My original blog post - Partnership Late Filing Penalty Abatement – is one of the most popular articles here on PDXCPA, and that is due the fact that the IRS has become more and more agressive in assessing this penalty over the years. In fact, last year I encountered some new problems in requesting abatement of these penalties, so an update on the subject is well overdue.
- First off, the base penalty amount has been increased to $195, so if you have a number of partners or members, this has become a very substantial penalty that seems to far outweigh the offense.

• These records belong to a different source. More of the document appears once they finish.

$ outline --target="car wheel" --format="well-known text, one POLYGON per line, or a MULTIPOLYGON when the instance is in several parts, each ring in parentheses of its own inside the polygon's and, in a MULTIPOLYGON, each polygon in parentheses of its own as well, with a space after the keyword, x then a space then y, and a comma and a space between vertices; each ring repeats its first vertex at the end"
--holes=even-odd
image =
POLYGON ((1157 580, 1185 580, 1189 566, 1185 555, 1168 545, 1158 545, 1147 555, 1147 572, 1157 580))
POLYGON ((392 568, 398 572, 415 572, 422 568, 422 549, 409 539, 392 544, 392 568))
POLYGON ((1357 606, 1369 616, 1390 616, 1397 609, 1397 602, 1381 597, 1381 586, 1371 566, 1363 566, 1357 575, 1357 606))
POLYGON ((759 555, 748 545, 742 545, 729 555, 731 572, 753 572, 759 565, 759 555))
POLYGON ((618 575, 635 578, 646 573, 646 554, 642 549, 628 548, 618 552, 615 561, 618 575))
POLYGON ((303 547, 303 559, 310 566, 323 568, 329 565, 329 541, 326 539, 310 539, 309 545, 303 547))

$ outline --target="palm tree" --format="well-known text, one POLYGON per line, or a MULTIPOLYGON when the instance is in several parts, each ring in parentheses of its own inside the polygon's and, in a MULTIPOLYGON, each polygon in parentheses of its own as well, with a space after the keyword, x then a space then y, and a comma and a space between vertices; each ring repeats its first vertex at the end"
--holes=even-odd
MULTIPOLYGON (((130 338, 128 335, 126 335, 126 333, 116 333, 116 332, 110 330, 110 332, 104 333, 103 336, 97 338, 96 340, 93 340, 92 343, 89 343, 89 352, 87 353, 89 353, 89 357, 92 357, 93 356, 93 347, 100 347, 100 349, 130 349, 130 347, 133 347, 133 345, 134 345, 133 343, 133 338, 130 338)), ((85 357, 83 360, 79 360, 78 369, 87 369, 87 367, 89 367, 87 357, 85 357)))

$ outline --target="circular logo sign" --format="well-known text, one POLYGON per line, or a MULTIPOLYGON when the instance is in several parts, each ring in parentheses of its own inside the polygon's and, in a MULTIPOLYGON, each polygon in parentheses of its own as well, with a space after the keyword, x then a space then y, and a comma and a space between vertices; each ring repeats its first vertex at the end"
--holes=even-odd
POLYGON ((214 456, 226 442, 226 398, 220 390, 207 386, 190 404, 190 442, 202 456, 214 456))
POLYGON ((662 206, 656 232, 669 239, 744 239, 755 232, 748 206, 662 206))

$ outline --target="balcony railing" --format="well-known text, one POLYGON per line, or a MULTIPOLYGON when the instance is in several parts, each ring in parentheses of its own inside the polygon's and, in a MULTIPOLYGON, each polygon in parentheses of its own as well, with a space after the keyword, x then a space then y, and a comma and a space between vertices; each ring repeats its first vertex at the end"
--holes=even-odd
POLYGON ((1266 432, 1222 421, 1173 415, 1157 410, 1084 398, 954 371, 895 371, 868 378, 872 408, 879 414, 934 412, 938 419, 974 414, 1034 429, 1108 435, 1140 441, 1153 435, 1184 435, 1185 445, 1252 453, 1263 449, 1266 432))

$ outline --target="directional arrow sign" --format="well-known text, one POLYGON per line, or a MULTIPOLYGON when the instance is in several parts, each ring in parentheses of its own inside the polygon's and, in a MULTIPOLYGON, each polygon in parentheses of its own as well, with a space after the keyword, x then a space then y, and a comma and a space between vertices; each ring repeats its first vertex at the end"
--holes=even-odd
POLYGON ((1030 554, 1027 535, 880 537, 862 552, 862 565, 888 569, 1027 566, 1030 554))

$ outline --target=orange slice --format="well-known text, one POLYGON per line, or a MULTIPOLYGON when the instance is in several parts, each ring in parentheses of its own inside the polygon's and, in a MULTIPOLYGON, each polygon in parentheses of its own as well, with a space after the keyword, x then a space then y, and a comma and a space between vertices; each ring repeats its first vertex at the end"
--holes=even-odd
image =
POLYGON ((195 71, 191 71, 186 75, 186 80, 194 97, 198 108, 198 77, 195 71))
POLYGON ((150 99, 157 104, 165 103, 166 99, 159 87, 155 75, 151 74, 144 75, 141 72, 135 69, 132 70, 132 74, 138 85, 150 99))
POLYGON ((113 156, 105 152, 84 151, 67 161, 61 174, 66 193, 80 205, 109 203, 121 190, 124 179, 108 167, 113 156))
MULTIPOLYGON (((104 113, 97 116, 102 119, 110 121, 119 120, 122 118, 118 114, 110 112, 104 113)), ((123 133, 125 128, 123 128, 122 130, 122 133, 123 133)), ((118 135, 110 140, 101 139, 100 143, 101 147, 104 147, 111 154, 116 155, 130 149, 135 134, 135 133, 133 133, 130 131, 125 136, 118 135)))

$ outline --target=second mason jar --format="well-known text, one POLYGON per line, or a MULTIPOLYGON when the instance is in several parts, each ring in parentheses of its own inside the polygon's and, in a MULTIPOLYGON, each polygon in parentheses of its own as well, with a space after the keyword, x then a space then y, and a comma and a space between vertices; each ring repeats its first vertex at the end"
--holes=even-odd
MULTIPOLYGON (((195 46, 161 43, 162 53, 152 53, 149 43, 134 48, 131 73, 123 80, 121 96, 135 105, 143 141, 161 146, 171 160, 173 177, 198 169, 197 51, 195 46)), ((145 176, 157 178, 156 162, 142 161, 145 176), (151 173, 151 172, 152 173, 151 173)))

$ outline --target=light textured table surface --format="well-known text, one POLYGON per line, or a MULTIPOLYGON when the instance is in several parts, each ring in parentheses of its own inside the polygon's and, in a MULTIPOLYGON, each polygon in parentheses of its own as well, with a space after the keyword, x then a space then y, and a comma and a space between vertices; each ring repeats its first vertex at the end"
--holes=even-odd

- The IRS has been denying the standard abatement letters using Revenue Procedure 84-35 – especially for clients that have requested abatement several years in a row. In priors years, the abatement had been fairly automatic, but last year they fought very hard in some cases to keep the penalties in place.
- In talking to fellow tax practitioners from TaxQueries.com, I found that I was not being singled out by the IRS and that many others had received similar letters denying abatement and citing new arguments never raised before.
- The most common new argument I encountered was that the IRS claimed that they could not consider our request for penalty waiver under Rev Proc 84-35 because their records indicated that the partnership elected to be subject to the consolidated audit procedures under IRC 6221 through IRC 6233. Upon further inquiry, the IRS claimed that a TEFRA election (Form 8893) was filed in a prior year – usually about 10 years prior.
- The IRS agents were very uncooperative with providing me with additional information, and they simply stated they would have to request a copy of the return from their records department.
- Fortunately, my clients keep very good records and we pulled up copies of the return that the IRS claimed had a TEFRA election. Sure enough, the return did not include Form 8893 or any other elections with regard to TEFRA. After a lengthy phone call, they finally agree to abate the penalties if I faxed them a copy of the complete tax return in question.
- In talking with the agent, I found that they had been trained on some new procedures earlier in the year, and the TEFRA election was something they were looking at on all abatement requests. In this case, their records were simply incorrect regarding the TEFRA election, but had I not had a copy of the 10 year old return to prove that it was an error, the IRS might not have been willing to abate the penalty – especially since their records department had taken over a month without finding the return.
Over the next few months, the 2011 batch of late filing penalty letters will be mailed out, so it is important to be aware of some of these new tactics being employed by the IRS. The standard abatement letter using Rev. Proc. 84-35 is something any business owner can prepare and send to the IRS in response to an initial late filing penalty letter. However, if you get a denial letter citing a TEFRA election or another similar reason, make sure you engage a tax professional or lawyer to fight the IRS for you. The IRS is no longer rolling over when they get abatement letters, so be prepared.